The plan is for the network to support 5-12Mbps on the download, and 2-5Mbps on the upload, Verizon CTO Anthony Malone told the audience. These new phones will move data via the carriers’ new 4G LTE wireless system. Voice will still transmit over 3G.
But for pricing, it looks like consumers should expect some changes over the next few years.
“We think there’s a place for unlimited plans,” McAdam noted, “but we think that over time, because we have finite resources, our customers are going to have to shift to a pay-as-you-use” mode. “I would say that clearly over time we will be migrating to a bucket-of-megabytes” approach. (Ars Technica)+
There was no mention of third party devices or open access for competitive service. At the risk of sounding like a looped recording, let me remind you that the telcos never keep their promises. They make promises to get a concession, and then get concessions to avoid fulfilling them.

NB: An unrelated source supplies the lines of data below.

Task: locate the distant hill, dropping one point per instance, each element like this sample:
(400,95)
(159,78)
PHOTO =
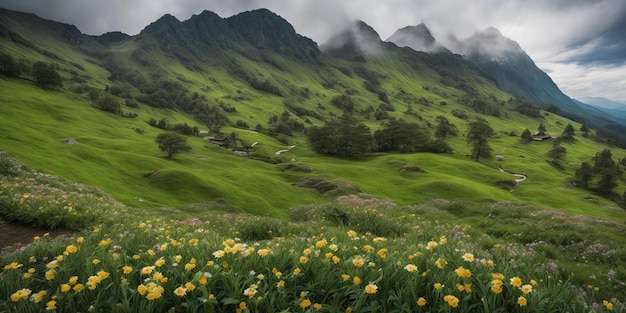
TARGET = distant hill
(247,91)
(604,103)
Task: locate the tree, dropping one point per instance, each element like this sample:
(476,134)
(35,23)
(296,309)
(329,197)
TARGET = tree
(557,153)
(46,75)
(172,143)
(584,174)
(444,128)
(478,134)
(526,136)
(9,66)
(568,133)
(343,137)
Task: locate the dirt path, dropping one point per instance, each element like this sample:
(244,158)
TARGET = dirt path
(15,236)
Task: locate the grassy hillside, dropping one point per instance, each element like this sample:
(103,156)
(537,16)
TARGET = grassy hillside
(57,131)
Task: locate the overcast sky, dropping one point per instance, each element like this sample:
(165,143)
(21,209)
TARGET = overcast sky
(581,44)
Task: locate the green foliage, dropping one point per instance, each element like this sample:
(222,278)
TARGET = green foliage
(526,136)
(8,66)
(344,137)
(46,75)
(172,143)
(477,136)
(398,135)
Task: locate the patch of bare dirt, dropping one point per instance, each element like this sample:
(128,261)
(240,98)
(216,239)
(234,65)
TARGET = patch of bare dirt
(15,236)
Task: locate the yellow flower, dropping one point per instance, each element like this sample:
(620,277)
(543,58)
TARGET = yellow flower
(421,301)
(189,266)
(463,272)
(71,249)
(305,303)
(147,270)
(497,276)
(336,259)
(78,287)
(431,245)
(38,297)
(443,240)
(468,257)
(202,281)
(20,294)
(516,281)
(49,275)
(51,305)
(12,266)
(452,300)
(382,253)
(371,288)
(358,262)
(441,263)
(158,276)
(190,286)
(142,289)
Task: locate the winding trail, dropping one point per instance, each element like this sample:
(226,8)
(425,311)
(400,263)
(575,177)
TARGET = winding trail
(520,176)
(279,152)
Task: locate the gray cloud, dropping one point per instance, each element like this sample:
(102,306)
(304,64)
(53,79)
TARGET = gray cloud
(574,33)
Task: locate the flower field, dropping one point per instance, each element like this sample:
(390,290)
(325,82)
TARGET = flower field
(326,259)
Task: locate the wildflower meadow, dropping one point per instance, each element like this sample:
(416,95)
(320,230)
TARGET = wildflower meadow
(324,259)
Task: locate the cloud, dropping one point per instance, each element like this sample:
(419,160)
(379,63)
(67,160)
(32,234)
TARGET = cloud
(574,33)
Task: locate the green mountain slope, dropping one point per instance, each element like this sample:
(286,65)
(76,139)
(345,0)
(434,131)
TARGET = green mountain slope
(253,76)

Here’s how I think this one will play out: Verizon will ask the FCC to declare a competitive market in 4g access because Clear holds enough license and also plans to build coast to coast coverage. If you think this sounds crazy, it’s the same argument the telcos made about telco / cable broadband duopoly constituting a competitive market. The FCC agreed and the telcos were able to ditch their prior promises including providing competitive access to last mile lines and to cover 2/3 of the country with fiber to curb by the year 2000.

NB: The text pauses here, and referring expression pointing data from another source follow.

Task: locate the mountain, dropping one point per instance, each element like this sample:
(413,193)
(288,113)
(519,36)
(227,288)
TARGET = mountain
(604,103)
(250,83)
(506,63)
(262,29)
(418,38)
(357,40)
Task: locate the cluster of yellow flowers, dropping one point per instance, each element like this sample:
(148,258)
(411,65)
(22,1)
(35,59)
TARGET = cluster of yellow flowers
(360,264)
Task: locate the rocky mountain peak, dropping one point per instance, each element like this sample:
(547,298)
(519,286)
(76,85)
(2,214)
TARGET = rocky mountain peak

The buffoons in Washington have made such a mess of the economy that no one is likely to force the issue before Verizon undoes all of the promised open wireless rules. Unfortunately, the continuing stagnation in broadband access is also stifling economic growth. If we can learn anything thing from this, it is that big government acting in concert with big telecom and cable never acts in the public’s interest. Going forward, we need a strong law that will end any exclusive licensing of spectrum. Spectrum is public property, and should be open exclusively for public use. Technology can enable commercial use of open bands without exclusive licenses. Open bands will insure a competitive market.